Much of the deciphering of the wasp-pollination story would simply have involved slicing figs open and looking inside. But 'looking' gives too laid-back an impression. It wasn't a passive gawping but a carefully planned recording session yielding numbers to be fed into calculations. Don't just pluck figs and slice them. Systemically sample figs from a large number of trees, from particular heights, and at particular seasons of the year. Don't just stare at the wasps wriggling inside: identify them, photograph them, accurately draw them, count them and measure them. Classify them by species, sex, age and location in the fig. Send specimens to museums for identification by detailed comparison with internationally recognized standards. But don't make measurements and counts indiscriminately just for the sake of it. Make them in the service of testing stated hypotheses. And when you look to see if your counts and measurements fit the expectations of your hypothesis, be aware, in calculated detail, how likely it is that your results could have been obtained by chance and mean nothing.

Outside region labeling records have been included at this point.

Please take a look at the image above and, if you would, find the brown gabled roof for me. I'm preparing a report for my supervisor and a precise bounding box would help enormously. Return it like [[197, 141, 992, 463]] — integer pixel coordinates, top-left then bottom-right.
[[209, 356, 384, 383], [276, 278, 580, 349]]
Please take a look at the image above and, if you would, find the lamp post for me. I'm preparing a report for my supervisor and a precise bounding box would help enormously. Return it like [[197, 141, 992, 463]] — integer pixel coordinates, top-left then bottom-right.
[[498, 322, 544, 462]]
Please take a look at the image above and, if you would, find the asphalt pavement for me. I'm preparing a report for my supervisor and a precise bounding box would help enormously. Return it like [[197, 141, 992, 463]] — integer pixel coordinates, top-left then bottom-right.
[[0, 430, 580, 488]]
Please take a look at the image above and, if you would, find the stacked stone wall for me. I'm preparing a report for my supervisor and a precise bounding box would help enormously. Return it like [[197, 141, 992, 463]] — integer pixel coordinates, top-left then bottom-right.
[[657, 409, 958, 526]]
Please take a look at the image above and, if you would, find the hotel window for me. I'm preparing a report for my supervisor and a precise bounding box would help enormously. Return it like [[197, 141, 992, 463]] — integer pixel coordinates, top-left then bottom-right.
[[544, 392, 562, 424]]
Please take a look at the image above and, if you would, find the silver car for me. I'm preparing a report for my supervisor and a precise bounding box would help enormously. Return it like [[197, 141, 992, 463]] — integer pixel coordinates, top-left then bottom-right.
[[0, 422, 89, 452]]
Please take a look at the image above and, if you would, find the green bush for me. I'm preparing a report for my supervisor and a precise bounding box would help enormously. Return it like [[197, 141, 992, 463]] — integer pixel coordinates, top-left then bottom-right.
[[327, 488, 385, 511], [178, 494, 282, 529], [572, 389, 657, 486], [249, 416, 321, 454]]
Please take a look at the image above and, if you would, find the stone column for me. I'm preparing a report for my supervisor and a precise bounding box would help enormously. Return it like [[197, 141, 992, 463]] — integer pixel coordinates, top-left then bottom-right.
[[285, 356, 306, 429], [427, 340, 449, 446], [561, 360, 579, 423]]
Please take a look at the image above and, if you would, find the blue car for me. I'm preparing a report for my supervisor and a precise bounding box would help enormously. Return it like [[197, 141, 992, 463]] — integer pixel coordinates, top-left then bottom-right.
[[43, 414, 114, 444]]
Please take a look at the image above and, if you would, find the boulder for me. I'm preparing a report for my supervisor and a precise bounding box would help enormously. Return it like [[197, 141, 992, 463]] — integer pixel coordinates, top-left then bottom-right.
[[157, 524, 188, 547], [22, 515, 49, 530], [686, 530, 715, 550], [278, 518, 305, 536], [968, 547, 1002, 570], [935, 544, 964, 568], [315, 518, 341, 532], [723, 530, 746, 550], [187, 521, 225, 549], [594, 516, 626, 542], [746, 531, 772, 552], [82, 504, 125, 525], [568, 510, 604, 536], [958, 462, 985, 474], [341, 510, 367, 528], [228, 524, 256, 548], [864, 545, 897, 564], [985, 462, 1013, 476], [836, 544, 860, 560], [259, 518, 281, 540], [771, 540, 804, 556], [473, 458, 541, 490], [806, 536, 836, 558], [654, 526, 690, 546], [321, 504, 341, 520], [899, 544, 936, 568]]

Now, imagine doing a great deal of that outside. In the heat and humidity. That's science. And I am so glad my specialization doesn't require field work.

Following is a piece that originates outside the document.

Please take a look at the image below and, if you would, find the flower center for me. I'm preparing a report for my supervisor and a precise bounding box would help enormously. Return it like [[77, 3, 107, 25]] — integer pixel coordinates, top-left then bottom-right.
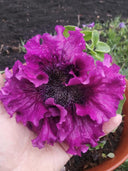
[[39, 67, 89, 107]]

[1]I remember the '90s. I remember when the CD-R drive was the Hot New Thing on our computer, and when we got the ten gig hard drive, and how we wondered how anyone could fill it up. As I write this, I have forty gigs of data clogging my laptop hard drive. Five gigs of that's just program files. The WINDOWS folder gets 2.75 gigs all to itself. And let us not even start on the music folders.

Star Wars: Outbound Flight (Timothy Zahn): The Outbound Flight project gets off the ground and shot out of the sky. Whoops.

The narrative uses umpteen PoVs to cover the umpteen sides dancing on the head of a pin. I thought this was pretty fun, but then, I was getting a kick out of all these people from other Zahn novels showing up. Zahn's done a fairly unobtrusive information control job on the facts of the OF in the past (right up until Survivor's Quest, where people needed to be beaten with an "ask questions, fools!" stick), so the climatic destruction didn't feel like a retread. Recurring characters felt younger, crazy Jedi masters proved that bad cloning merely exaggerates pre-existing megalomania, Obi-Wan and Anakin had an extended cameo that didn't really affect the plot. Was this deep? No. Was this fun? Yes. Thrawn was a bit of an over-manipulative supergenius, but that's his role in the series. I really was hoping Car'das would hijack one of Thrawn's plans for his on purposes, but no joy. On the other hand, there were smugglers, but no Bothans. Cheers!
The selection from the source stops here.